Here’s the reality: 85% of all credit unions have assets less than $120 million and 50% of all credit unions have assets of less than $19 million. Even a 25% cap does not allow for the critical mass required to justify originating, servicing and collecting on MBL. Making the loan is the fun part. Few credit unions can afford to monitor and service MBL, and even fewer can do it right. Servicing, annual review, analysis and collections are killers.
CUSO failures have the potential to have all of us paying NCUSIF impairment premiums indefinitely. CUSO financial and operational risks must be subject to regulatory scrutiny and be fully encompassed by enterprise risk management oversight.

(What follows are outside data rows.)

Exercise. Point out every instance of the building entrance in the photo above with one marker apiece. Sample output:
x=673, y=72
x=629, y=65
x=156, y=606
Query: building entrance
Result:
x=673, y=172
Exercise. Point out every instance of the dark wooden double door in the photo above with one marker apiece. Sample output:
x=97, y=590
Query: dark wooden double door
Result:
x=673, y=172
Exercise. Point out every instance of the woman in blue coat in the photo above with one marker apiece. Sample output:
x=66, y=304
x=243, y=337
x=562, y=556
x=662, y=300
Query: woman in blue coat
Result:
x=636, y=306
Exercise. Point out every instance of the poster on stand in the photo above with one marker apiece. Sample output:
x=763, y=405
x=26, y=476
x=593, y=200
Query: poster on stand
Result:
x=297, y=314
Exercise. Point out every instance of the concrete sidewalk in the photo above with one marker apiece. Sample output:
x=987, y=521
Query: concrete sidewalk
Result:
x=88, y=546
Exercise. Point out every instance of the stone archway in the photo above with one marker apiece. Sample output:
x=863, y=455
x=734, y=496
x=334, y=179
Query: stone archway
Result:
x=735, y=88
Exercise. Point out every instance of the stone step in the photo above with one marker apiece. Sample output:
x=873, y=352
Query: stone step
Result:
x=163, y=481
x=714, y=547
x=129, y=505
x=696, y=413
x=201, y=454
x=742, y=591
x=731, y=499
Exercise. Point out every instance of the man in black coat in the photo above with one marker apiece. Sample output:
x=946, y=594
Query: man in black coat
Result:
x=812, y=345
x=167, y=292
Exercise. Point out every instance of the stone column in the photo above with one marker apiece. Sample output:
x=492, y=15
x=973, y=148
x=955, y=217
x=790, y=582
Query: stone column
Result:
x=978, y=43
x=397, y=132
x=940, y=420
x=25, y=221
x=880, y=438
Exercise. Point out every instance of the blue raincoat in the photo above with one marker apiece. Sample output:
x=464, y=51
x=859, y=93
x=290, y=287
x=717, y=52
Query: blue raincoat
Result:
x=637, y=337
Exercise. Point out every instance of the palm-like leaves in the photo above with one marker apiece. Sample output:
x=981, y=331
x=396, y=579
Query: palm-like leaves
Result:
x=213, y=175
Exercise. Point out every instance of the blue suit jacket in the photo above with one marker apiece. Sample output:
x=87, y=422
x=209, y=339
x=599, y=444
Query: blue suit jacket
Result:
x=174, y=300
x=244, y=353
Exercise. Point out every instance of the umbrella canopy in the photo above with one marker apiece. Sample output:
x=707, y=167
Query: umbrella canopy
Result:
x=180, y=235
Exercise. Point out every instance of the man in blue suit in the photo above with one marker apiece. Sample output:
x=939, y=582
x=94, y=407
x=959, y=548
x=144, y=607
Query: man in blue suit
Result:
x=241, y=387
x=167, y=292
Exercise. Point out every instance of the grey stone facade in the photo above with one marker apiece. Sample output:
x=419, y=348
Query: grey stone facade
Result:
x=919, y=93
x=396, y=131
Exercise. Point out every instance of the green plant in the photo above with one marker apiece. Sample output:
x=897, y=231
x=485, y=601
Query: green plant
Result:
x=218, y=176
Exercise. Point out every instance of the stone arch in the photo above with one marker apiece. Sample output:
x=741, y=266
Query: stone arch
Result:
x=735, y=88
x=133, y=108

At minimum, regulators must examine CUSOs as they would a member business loan of similar size. This applies not just to the initial CUSO investment, but also to the entire CUSO net worth. An allowance for CUSO losses is as appropriate as the allowance for loan losses. Anyone who does not understand this needs an immediate immersion education into the fundamentals of consolidation accounting, especially when a credit union owns more than 50% of a CUSO.
There is no corporate veil to protect consolidated income statements and balance sheets. Anyone who does not understand the damage a CUSO failure can do to a credit union’s net worth, far beyond the initial CUSO investment, had better learn quickly. As to the corporate veil that CUSOs provide, I strongly suggest we ought not to engage in any activity that needs such protection.
There is a looming direct line from future CUSO failures to NCUSIF impairment premiums. If solid credit unions are going to have to make up insurance fund losses due to CUSO failures, then we should demand that any areas that can generate those losses be subject to the oversight of the regulatory insurer.
Edward Speed is CEO of Texas Dow Employees Credit Union, Lake Jackson, Texas.